Tuesday, May 19, 2009

Cool Pictures of North Korea

So, I decided to google “Why don’t Koreans smile in photographs?” This is interesting to me because our main manufacturer from Korea, Mr. Kim, always wants to take a picture with us when he visits my family. He usually brings his family, too. When we take the picture my family and I are always smiling and he and his family never are smiling. So, I was just curious as to why they don’t smile – if it’s a cultural thing or something, or maybe just that this Mr. Kim and his family don’t smile in photographs. For those who know this answer, let me know.
Anyway, I came across this article with cool pictures of North Korea. I learned that there are propaganda villages in North Korea near the DMZ. They are fake villages that look very pleasing to live in, but no one actually lives there of course, because that’s not really North Korea, but it paints a nice picture for those trying to get a glimpse of North Korea. According to Wikipedia, the town is covered with loudspeakers that used to blare North Korean propaganda. I didn’t know that.
I also thought picture 11 was interesting. It is of a road. The caption reads: Eric Lafforgue: "The highways in North Korea are huge and carless. Planes could land there. You can even see kids playing in the middle of the road. Security is a major problem because children and old people are not used to seeing cars, so they cross over the roads at any time, without watching out for oncoming traffic. The only cars you can see sometimes on highways are military ones, and most of them are stopped by the side of road, broken down. Or you can also see brand new Mercedes cars belonging to the North Korean officials passing by at very high speeds." (© Eric Lafforgue) #
Anyway, I am glad I don’t live in North Korea.
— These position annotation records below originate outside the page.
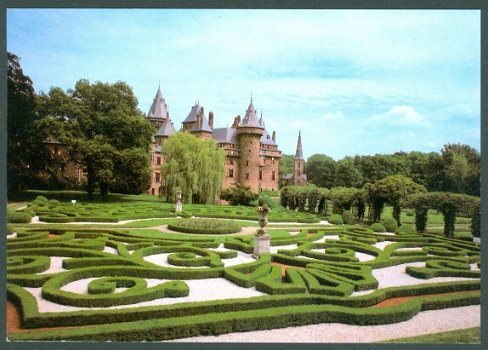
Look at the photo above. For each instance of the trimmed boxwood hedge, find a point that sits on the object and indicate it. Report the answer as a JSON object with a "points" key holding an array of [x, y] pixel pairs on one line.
{"points": [[321, 291], [378, 227], [18, 217], [205, 226], [335, 219]]}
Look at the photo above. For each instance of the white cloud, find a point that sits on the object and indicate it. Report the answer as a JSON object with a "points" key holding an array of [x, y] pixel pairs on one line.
{"points": [[401, 116], [336, 116]]}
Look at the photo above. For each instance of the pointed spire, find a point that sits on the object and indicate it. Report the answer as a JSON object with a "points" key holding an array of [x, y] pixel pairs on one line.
{"points": [[299, 152], [158, 109], [251, 119]]}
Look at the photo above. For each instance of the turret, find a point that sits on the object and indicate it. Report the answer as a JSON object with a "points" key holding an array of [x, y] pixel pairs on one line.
{"points": [[249, 132], [158, 112]]}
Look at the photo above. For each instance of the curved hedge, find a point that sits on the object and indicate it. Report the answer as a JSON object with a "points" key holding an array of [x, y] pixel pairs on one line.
{"points": [[314, 285], [205, 226]]}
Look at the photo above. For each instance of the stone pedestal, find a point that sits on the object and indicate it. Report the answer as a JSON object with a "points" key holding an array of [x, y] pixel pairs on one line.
{"points": [[179, 205], [261, 245], [477, 240]]}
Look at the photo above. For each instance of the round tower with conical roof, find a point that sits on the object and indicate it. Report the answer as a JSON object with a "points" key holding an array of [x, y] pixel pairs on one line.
{"points": [[249, 132]]}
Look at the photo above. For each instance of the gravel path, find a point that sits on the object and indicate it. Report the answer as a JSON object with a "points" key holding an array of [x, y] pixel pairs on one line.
{"points": [[424, 323]]}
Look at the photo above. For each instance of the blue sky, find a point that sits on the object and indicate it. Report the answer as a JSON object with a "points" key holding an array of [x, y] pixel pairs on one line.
{"points": [[354, 81]]}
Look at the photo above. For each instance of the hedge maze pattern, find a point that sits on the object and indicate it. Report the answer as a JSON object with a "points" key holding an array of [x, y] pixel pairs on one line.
{"points": [[313, 276]]}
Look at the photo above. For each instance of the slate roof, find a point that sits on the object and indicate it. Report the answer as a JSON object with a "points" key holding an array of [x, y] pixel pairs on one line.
{"points": [[266, 139], [251, 119], [299, 152], [192, 116], [166, 129], [204, 127], [158, 109], [225, 135]]}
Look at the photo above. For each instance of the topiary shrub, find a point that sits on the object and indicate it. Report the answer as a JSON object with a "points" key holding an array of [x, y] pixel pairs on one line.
{"points": [[390, 224], [18, 217], [336, 219], [348, 218], [40, 201], [378, 227], [406, 230]]}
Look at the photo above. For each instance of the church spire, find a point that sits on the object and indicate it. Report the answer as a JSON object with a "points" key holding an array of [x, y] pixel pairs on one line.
{"points": [[299, 152], [158, 109]]}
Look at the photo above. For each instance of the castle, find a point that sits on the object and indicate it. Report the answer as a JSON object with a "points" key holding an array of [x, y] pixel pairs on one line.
{"points": [[251, 153]]}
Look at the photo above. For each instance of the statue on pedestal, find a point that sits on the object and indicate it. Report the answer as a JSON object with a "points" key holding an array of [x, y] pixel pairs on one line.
{"points": [[261, 239], [179, 205]]}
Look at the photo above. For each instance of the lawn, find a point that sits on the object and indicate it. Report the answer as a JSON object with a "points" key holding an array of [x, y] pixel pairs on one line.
{"points": [[138, 281]]}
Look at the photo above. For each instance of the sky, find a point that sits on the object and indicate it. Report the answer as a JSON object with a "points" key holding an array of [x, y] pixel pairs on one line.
{"points": [[353, 81]]}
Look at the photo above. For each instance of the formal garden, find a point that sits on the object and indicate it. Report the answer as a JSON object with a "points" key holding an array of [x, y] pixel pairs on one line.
{"points": [[132, 269]]}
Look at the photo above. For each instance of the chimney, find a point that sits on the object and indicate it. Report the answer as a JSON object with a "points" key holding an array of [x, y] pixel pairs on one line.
{"points": [[210, 119]]}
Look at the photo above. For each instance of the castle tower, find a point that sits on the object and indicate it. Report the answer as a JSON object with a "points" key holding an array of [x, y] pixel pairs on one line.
{"points": [[158, 112], [249, 133], [299, 178]]}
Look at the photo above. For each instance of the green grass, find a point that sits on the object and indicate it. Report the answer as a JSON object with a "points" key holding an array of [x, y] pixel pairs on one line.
{"points": [[465, 336]]}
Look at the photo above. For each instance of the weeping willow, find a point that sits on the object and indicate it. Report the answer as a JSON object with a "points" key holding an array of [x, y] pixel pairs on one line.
{"points": [[193, 166]]}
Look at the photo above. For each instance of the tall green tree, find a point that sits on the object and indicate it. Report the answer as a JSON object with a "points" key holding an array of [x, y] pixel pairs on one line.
{"points": [[461, 169], [342, 198], [26, 154], [193, 166], [347, 174], [395, 188], [99, 123], [321, 170]]}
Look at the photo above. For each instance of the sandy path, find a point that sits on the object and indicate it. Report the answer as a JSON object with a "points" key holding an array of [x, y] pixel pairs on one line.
{"points": [[426, 322]]}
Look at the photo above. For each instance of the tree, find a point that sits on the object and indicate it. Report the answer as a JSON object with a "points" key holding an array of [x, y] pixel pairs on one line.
{"points": [[26, 154], [321, 170], [461, 169], [450, 204], [347, 174], [393, 189], [238, 195], [342, 197], [100, 123], [379, 166], [193, 166]]}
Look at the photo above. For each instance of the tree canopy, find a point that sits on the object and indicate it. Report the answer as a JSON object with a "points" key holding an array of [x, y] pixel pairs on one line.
{"points": [[193, 166], [26, 155]]}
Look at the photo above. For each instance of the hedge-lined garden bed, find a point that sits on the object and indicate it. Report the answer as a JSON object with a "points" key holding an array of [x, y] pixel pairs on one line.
{"points": [[311, 279]]}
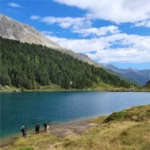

  1. I really love photography and I have really enjoyed looking at the different photos of North Korea that have been showing up on this blog. It is cool to see pictures and learn about their different way of life. Out of this group of photos the one that I thought was the most interesting was the one of the female soldier out in the middle of nowhere and the photographer's comment that a lot of soldiers are seen alone in the middle of nowhere.

  2. As to your question of why Koreans do not smile for photographs, I can offer you what I learned while on my mission. Every missionary comes across this phenomenon and asks the same question. As I had it explained to me, it is something of a habit that has carried on since the introduction of photography to Korea, and it was adopted from the Western mode. I had not thought of it before, but if you think for a moment, Westerners, too, rarely ever smiled for photos when photography was introduced. Koreans simply wished to emulate the austere, picture-taking pose of the Westerners, and the habit has carried on since then. Also, Koreans in general do not tend to be facially expresive--why THAT is, I have no clue! Sorry:)

  3. Thanks for your responses. Daniel, your reasoning makes sense to me! I never thought of that either, but you are right, Westerners didn't smile in the late 1800's, early 1900's in photographs. I heard that they didn't smile because it took so long to actually take the picture. I don't know if that's true, but that's what I've heard. Thanks for your comments!